Campo Grande (Misiones) is an Argentine locality in the province of Misiones, the head of the Cainguás department. It borders the municipality of Aristóbulo del Valle, of the same department, and the municipalities of Ruiz de Montoya in the Libertador General San Martín department, Jardín América in the San Ignacio department, Campo Viera and Campo Ramón in the Oberá department, and those of 25 de Mayo and Alba Posse in the 25 de Mayo department.

In the municipality of Campo Grande, there is also the urban nucleus of Primero de Mayo, and another important place is Kilometer 17.

Due to the significant celebrations held on Teacher's Day, Campo Grande is known as the Provincial Capital of the Teacher.

== Population ==
It had 5,293 inhabitants (Indec, 2001), which represents an increase of 34.9% compared to the 3,923 inhabitants (Indec, 1991) of the previous census.

== Etymology ==
Campo Grande was named because it was a field, which was unusual in a closed tropical forest area like the center of Misiones before it was colonized. It is said that this field was created by the Jesuits. In the area, there are many different medicinal herbs and flowers, many of which are not native to that place.

== History ==
In the year 1927, the first settler family arrived. Until that moment, no settlers inhabited this place. In its vicinity, some Brazilian fugitives who lived from hunting and fishing and a Guarani tribe sporadically inhabited.

The first settler was Carlos Albano Bellot, also known as "Don Carlos, the French." He arrived in 1926 and settled in what would later be called "Paraje el Tigre" of Campo Grande, and in 1927, he brought his family.

There were no roads. Carlos, who at that time lived in Brazil, came to Oberá in 1926 looking for a place to settle with his family. A "picada" (trail) went up to Campo Viera, which trucks could traverse. Then, an old logging road continued to the center of the province, which the jungle had already covered because nobody had used that "picada" for a long time. Carlos decided to explore that area, ventured into it, opened a path, and came out into a large field, what would later be called "Campo Grande."

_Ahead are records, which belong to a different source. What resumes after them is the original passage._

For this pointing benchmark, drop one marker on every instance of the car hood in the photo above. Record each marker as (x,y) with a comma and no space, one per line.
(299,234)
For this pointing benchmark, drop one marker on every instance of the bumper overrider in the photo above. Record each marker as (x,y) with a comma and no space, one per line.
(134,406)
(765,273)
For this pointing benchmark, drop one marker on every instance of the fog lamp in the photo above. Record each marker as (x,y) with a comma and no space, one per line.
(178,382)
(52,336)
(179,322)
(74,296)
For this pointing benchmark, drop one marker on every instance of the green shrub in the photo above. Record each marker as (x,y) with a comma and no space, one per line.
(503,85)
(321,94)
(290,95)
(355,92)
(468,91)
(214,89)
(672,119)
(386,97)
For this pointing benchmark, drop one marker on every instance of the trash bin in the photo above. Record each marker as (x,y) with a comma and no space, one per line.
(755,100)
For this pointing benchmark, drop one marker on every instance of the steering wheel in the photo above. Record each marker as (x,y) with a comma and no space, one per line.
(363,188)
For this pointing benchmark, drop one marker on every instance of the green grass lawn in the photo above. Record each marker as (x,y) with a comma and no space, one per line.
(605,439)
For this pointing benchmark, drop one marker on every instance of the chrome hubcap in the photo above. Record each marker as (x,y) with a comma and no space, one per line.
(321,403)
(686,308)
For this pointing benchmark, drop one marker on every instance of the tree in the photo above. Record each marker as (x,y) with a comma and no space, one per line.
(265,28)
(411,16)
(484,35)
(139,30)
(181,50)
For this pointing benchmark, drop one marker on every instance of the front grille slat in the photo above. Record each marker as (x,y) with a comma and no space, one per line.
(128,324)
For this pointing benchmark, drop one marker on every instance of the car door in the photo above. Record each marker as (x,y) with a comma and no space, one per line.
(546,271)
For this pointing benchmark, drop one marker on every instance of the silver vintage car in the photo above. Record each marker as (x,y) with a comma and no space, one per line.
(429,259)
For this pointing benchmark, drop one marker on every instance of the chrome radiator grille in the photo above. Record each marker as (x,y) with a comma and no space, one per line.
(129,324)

Carlos, whose purpose was to find suitable land for planting yerba mate, found land suitable for it near that field. There, he cleared the land. He planted corn, sweet potatoes, pumpkins, etc., and then went to fetch his family, who were living in Brazil at that time.

The Bellot family cleared a path in the jungle from Campo Viera to Campo Grande to transport their belongings. They had to widen the path in parts, create roads, work on descents, and build temporary bridges.

The Bellot family had to go to Villa Svea, Oberá, to do the shopping since the nearest store was there.

Carlos spread the word that he had found good public lands to plant yerba mate, and that is how in 1928, the second settler family arrived to settle in the area, the family of Don David Vichy, and with him, his foreman, Mr. Feliciano Montenegro. At the same time, the Michelón family arrived. In 1929, the Sartori family, Guillermo, and Pedro, came to the Campo Grande area.

Approximately around 1929 or 1930, the police settled in an abandoned shack. The shack was next to a spring, on the edge of the Jesuit field, where years later an airfield would be built.

Then, a Paraguayan gentleman came and built a shack in front of the police station. When the gendarmerie settled next to the police station, this gentleman sold it to Don Vázques.

The "picada" became "Route 14" around 1930. At that time, the road went through what is now the area of "La Novena," Campo Grande.

Don Michelón planted yerba mate for a man from Rosario named Gamberini. Over time, Mr. Gamberini also came to settle in the area. Mr. Gamberini was the grandfather of the man known as "Pucho" Lanciani.

Don Carlos el Francés and his family planted around 400 hectares of yerba mate. Later, he donated part of his land for the construction of School Number 209, the Church, and the Cemetery of Paraje el Tigre, and helped to process the installation of the first Civil Registry of Campo Grande.